Warum „du bist doch nicht normal“ was Gutes ist

 

Klar bin ich nicht normal. 1.93 groß, Linkshänder, depressiv, liebt klassische Musik aber interessiert sich null für „Saufen gehen unter Männern“ was meine Alterskohorte zumindest in meinem Umfeld nach wie vor zelebriert. Mag kein Fußball, schaut kein TV mehr. Ich könnte ganz schön lange so weiter machen.

Vor meinen Therapien, vor jenem Tag vor mittlerweile 7 Jahren hab ich mir oft gewünscht, so zu sein, wie die anderen. Aber immer, wenn ich versucht hab, mich da einzufügen, ging das grandios schief oder machte so gar keinen Spaß, dass ich es meist schnellstens wieder gelassen hab.

„Irre, wir behandeln die Falschen“ von Dr. Lück war ein Augenöffner. Viel mehr aber die ganzen Therapien in den Kliniken, mit meinen Verhaltenstherapeuten und in die wunderbaren Gespräche mit meinen „Mitbekloppten“. Nein „In der Klapse sind die normalen Menschen, die mit dem Wahnsinn da draußen nicht mehr fertig werden. “ hab ich damals getwittert und das ist zu meinem meistkolportierten Tweet geworden. Weil es einfach stimmt. Trump, Putin, Showstars, Politiker alle gelten als völlig normal. Und Millionen von Menschen folgen ihnen, halten all die Lügen für richtig. Trump lügt, wenn er den Mund aufmacht, aber wie will man Lügner therapieren, wenn sie doch offensichtlich gesellschaftlich akzeptiert sin? Man kann ja nur behandeln, was gesellschaftlich nicht für normal gehalten wird. Bzw. so denken viele, die uns „Bekloppte“ als gefährlich, zumindest aber merkwürdig ansehen. Dabei ist oft die merkwürdigste Gestalt, die morgens im Spiegel. An der heutigen Gesellschaft nicht zu verzweifeln ist schon fast in sich pathologisch.

Wir vernichten sehenden Auges den Planeten, der unser einziges Zuhause ist und der Politik fällt nichts besseres ein, als mehr vom gleichen Mist. Und das sollen wir dann für normal, für logisch halten, dabei ist es doch nur noch irre.
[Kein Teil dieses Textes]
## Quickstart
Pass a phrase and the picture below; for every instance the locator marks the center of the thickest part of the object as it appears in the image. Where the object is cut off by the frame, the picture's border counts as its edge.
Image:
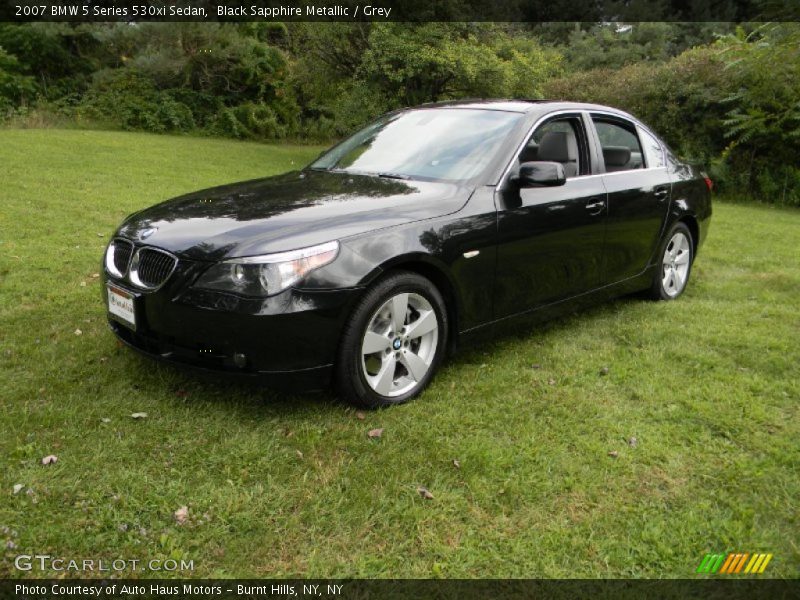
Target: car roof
(522, 106)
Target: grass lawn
(277, 485)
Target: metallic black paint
(538, 249)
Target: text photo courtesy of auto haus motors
(399, 300)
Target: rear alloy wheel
(393, 342)
(676, 264)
Es kann so nicht weitergehen und vielleicht steckt die Lösung eben nicht in der Normalität, vielleicht müssen wir „Anders seienden“ mal lauter werden, um die Normalen auf ihren legalen Wahnsinn hinzuweisen.

Auf die Idiotie des Sparens bis alles kaputt ist, auf Empfehlungen, man solle doch mit Holzpellets heizen, die für die Umwelt eben nicht eine gute Alternative sondern ebenso schädlich sind, wie z.B. Kohle und Öl.

Ich würde aus „Irre, wir behandeln die Falschen“ weitergehend. „Irre, wir hören auf die Falschen“ machen.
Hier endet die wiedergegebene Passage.